Pada hari Jum’at, tepatnya tanggal 11 Maret 2011, sebuah ledakan terjadi di pembangkitan listrik tenaga nuklir di Fukushima, Jepang. Ledakan tersebut dipicu oleh adanya gempa yang berkekuatan sekitar 9 skala Ritcher dan menimbulkan tsunami yang dahsyat, menyapu daratan Negeri Matahari Terbit. Ledakan tersebut, menurut pakar nuklir dari UGM, Dr.
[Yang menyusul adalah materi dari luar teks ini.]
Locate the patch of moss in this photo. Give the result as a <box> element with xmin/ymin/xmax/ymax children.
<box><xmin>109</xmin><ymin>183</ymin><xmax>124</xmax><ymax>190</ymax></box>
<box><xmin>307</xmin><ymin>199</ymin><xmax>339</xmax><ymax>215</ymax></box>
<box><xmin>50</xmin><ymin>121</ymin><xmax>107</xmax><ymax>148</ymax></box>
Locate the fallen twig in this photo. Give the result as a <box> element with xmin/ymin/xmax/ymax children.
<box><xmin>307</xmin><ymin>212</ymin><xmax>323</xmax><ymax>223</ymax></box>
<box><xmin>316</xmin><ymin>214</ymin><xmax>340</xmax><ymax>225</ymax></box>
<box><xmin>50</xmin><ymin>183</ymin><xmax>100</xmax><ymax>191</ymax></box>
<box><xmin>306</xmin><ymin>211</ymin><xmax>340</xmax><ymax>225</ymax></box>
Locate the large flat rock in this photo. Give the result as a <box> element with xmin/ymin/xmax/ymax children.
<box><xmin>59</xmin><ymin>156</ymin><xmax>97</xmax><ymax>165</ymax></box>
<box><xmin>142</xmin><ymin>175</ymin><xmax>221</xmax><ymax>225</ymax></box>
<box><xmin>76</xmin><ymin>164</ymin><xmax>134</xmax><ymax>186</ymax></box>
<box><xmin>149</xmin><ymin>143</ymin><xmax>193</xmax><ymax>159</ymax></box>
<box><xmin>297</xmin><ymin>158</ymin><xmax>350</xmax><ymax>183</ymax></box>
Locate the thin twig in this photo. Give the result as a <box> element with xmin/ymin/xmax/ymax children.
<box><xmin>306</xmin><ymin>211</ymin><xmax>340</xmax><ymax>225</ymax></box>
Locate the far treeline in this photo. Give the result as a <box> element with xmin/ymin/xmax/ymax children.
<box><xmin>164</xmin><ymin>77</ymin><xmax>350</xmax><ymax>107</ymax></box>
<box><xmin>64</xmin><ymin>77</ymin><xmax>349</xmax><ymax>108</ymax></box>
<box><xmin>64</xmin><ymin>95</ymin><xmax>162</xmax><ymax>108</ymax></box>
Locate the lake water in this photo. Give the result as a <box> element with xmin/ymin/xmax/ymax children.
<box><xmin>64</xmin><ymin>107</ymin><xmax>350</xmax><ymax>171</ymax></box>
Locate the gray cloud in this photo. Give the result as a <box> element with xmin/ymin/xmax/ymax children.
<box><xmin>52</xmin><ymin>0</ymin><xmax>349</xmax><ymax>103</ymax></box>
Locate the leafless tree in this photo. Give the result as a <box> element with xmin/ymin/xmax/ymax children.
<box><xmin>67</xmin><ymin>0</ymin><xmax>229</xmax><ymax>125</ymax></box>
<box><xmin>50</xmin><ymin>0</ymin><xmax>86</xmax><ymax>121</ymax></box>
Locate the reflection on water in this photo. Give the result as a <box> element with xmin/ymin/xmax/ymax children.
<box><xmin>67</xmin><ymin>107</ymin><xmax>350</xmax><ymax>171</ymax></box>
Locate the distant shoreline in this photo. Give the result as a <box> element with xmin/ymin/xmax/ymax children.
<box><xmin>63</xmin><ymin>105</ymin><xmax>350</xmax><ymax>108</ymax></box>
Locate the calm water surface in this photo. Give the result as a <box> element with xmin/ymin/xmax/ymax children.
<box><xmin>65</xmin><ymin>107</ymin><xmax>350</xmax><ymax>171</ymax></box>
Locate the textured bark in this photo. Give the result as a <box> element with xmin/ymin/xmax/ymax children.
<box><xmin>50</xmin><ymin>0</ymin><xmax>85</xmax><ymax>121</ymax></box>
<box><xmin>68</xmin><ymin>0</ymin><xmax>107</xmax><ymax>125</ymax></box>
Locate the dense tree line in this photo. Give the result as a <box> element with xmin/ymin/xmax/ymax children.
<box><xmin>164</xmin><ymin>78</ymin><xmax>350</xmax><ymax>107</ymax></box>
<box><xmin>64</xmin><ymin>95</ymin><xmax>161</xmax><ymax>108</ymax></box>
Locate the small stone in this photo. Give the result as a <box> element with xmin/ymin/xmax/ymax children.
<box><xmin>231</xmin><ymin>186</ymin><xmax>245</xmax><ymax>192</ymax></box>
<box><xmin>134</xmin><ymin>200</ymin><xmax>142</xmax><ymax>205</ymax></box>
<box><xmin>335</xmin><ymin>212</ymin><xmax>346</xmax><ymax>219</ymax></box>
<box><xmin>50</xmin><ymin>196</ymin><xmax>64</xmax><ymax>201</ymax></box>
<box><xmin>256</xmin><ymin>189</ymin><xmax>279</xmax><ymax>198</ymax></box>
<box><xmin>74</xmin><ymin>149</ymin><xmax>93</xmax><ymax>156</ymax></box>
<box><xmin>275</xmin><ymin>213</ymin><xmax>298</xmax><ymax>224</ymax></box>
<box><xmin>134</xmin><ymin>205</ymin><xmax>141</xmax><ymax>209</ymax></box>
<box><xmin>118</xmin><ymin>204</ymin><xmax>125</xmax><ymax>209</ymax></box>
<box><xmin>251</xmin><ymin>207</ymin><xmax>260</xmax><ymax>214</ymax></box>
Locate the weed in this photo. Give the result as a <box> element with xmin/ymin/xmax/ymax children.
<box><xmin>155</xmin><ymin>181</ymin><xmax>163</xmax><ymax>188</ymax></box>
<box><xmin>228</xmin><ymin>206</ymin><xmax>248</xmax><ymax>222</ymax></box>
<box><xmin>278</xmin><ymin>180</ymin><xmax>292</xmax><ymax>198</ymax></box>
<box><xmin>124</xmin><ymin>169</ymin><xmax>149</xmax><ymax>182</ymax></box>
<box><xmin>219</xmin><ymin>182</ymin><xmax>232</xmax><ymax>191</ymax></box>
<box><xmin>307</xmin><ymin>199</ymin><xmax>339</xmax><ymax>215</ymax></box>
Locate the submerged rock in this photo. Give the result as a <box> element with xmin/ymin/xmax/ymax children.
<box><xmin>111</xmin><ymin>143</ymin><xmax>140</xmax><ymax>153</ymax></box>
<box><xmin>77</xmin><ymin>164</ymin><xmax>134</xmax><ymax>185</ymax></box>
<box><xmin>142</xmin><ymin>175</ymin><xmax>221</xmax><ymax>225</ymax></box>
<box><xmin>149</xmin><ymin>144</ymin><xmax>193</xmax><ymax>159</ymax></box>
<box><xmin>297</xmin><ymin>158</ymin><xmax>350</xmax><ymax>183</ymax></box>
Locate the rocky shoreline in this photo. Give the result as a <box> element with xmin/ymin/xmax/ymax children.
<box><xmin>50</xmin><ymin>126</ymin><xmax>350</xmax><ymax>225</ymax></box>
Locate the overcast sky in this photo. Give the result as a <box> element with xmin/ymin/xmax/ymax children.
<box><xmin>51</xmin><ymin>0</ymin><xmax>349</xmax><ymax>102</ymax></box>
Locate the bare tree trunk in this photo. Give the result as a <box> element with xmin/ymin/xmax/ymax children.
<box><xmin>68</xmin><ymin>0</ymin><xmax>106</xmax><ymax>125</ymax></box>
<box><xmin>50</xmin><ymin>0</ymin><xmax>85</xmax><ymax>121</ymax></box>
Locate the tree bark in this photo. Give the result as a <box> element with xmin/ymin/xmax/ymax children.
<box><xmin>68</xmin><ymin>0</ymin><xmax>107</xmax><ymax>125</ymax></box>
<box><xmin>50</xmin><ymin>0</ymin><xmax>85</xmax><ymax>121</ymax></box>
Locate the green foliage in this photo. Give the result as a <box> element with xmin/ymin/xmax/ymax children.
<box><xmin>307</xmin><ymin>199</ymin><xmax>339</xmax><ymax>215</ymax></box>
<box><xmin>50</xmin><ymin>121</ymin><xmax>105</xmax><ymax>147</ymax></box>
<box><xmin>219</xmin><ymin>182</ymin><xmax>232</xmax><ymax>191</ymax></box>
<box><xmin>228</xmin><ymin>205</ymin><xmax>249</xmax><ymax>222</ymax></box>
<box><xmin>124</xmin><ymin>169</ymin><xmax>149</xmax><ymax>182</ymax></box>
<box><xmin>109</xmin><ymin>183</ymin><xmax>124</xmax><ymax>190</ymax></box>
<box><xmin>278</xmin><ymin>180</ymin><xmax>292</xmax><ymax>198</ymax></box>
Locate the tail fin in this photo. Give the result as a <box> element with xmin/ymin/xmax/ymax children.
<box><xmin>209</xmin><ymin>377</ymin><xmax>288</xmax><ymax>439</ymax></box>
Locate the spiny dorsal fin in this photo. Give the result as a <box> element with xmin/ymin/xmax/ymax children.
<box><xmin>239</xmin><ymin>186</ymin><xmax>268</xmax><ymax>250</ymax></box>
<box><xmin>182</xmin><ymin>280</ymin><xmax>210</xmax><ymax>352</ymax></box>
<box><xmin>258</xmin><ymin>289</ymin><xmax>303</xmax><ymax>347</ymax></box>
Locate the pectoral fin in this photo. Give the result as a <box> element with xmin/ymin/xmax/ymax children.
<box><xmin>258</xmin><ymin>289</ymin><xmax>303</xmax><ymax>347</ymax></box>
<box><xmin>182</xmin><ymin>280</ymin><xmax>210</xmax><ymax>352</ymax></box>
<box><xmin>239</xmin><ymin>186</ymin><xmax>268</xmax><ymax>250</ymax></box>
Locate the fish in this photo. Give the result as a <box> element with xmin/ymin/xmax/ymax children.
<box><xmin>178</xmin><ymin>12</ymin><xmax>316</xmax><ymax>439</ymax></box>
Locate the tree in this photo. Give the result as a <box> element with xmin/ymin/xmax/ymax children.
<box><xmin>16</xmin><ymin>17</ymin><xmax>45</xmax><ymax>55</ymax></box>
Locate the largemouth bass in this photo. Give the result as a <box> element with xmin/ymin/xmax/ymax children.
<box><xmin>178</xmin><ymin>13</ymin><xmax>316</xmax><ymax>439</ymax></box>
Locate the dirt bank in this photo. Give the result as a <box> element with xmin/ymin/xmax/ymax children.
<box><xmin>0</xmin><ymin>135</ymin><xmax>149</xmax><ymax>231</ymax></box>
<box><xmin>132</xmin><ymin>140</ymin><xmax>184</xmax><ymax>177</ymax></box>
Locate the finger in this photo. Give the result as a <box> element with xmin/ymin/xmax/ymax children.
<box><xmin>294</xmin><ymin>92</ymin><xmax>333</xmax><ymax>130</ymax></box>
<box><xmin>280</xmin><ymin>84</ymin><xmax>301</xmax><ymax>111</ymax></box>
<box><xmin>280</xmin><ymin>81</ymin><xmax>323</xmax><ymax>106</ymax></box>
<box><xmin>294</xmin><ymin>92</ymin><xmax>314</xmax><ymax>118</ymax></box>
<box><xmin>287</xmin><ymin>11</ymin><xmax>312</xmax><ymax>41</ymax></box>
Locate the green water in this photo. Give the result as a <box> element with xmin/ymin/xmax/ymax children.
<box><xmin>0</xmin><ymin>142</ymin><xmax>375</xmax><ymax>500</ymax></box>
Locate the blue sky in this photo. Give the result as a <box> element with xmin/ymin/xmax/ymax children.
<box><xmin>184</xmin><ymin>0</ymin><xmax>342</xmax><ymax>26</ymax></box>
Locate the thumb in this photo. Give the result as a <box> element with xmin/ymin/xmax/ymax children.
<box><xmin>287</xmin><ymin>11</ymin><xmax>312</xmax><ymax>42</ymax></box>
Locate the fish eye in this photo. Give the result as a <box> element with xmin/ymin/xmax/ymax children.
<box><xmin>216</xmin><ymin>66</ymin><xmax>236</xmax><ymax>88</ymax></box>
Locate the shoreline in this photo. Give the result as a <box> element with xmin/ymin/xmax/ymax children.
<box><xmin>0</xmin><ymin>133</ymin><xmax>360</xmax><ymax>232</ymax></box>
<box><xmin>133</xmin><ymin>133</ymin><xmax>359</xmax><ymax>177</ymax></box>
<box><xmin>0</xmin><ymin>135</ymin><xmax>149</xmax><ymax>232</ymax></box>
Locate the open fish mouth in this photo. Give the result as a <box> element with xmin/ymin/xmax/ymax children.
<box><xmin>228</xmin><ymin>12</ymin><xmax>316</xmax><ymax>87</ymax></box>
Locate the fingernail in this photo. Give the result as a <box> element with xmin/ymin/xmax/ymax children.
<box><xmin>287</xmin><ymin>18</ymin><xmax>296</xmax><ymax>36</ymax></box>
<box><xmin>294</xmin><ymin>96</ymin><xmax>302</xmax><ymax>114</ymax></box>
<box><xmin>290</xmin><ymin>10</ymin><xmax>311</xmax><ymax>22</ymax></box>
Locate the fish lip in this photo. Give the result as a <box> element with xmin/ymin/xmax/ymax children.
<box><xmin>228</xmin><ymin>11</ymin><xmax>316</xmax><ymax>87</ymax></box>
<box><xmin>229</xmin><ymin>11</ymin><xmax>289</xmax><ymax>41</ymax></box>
Alexander Agung, ledakan tersebut merupakan ledakan dari sisa energi Megawatt dalam bentuk hidrogen yang bereaksi dengan oksigen. Tidak hanya sampai di sini, pada hari-hari berikutnya terjadi ledakan-ledakan yang menyertainya. Sehingga, tergeraklah para pakar nuklir dan lingkungan untuk melakukan suatu penelitian terhadap dampaknya. Salah satunya adalah badan peneliti yang mengkaji peredaran radioaktivitas yang menyebar luas di wilayah perairan. Penelitian tersebut melibatkan suatu peraga yang memberikan data-data mengenai penyebaran zat radioaktif yang berbahaya tersebut.
Simulasi-simulasi dari perangkat komputer selama berhari-hari menunjukkan bahwa sejauh ini efek dari zat radioaktif yang telah tersebar ke laut lepas dan merupakan dampak dari reaktor nuklir Fukushima tersebut terpaut secara luas di daerah-daerah tepi pantai dan sekitarnya. Dalam sebuah penelitian modelling dan masih dalam proses yang dilakukan oleh para peneliti Perancis menyebutkan bahwa arus Kuroshiro yang kuat, cenderung menghalangi penyebaran radiasi air laut yang terkontaminasi dari aliran yang menuju ke selatan, tepat menuju Teluk Tokyo. Namun, data sementara menunjukkan bahwa sedikit sekali dari air laut yang terkontaminasi di sekitar Teluk Tokyo.
Untuk mengetahui dimana tepatnya lokasi-lokasi radioaktivitas Fukushima menyebar, membutuhkan prakiraan yang rumit dan hasilnya pun rawan akan ketidakpastian. Hal tersebut tidak jauh berbeda dengan upaya penelitian modelling arah laju liak-liuk penyebaran minyak pada Teluk Mexico, dan beberapa teluk yang lain, dimana tingkat ketidakpastiannya tinggi, begitulah tanggapan dari seorang peneliti lautan Claude Estornel. Dia merupakan seorang anggota dari The Sirocco Group dari University of Toulouse, Perancis yang meneliti the Symphonienh, sistem modelling lautan dimana penelitian tersebut dibawah otoritas badan penelitian nasional Perancis, CNRS. Badan Internasional Energi Atom (The International Atomic Energy Agency) meminta The Sirocco Group menjalankan sistem modelling tersebut dilakukan di pusat Pembangkitan Fukushima di tepi pantai, tepatnya sebelah timur laut Tokyo. Hasilnya, simulasi-simulasi yang dihasilkan tersebut dan telah disebar melalui media elektronik, internet penuh dengan ketidakpastian, Estournel menambahkan, bahwa The Sirocco Group hanya mendata “skenario dispersi” yang memberikan sebuah “susunan/orde besaran” dari pemikiran mengenai berapa jumlah/banyaknya radionuklida di laut lepas.
Sebenarnya, modelling atau peragaan tersebut sangatlah membenarkan intuisi para ahli kelautan (oceanographer). Konsentrasi tertinggi dari peragaan tersebut masih berkisar sejauh 5 kilometer atau dalam lingkup daerah pinggiran pantai, tapi akhir-akhir ini tertingkatkan menjadi sejauh 50 kilometer ke utara dan selatan oleh adanya arus pergerakan angin. Kontaminasi tersebut tersebar secara langsung ke laut lepas.
Radionuklida pertama yang tersebar ke atmosfer hanya akan jatuh pada laut lepas dengan konsentrasi radiasi 20 sampai 100 kali lebih rendah, tapi tersebar lebih luas, mencapai 600 kilometer jauhnya dari pantai dan 150 kilometer jauhnya dari lepas pantai. Dalam peragaannya, konsentrasinya adalah 1000 kali lebih rendah daripada yang berada di dekat Fukushima, tepatnya di Kuroshiro. Kuroshiro terletak memotong antara luas dari bagian selatan yang terkontaminasi dan arah timur menuju Samudera Pasifik. Modelling tersebut akan menuntun wilayah Jepang sebagai upaya para peneliti dalam pengambilan data eksperimen dari perluasan lautan yang kemungkinan besar terkontaminasi.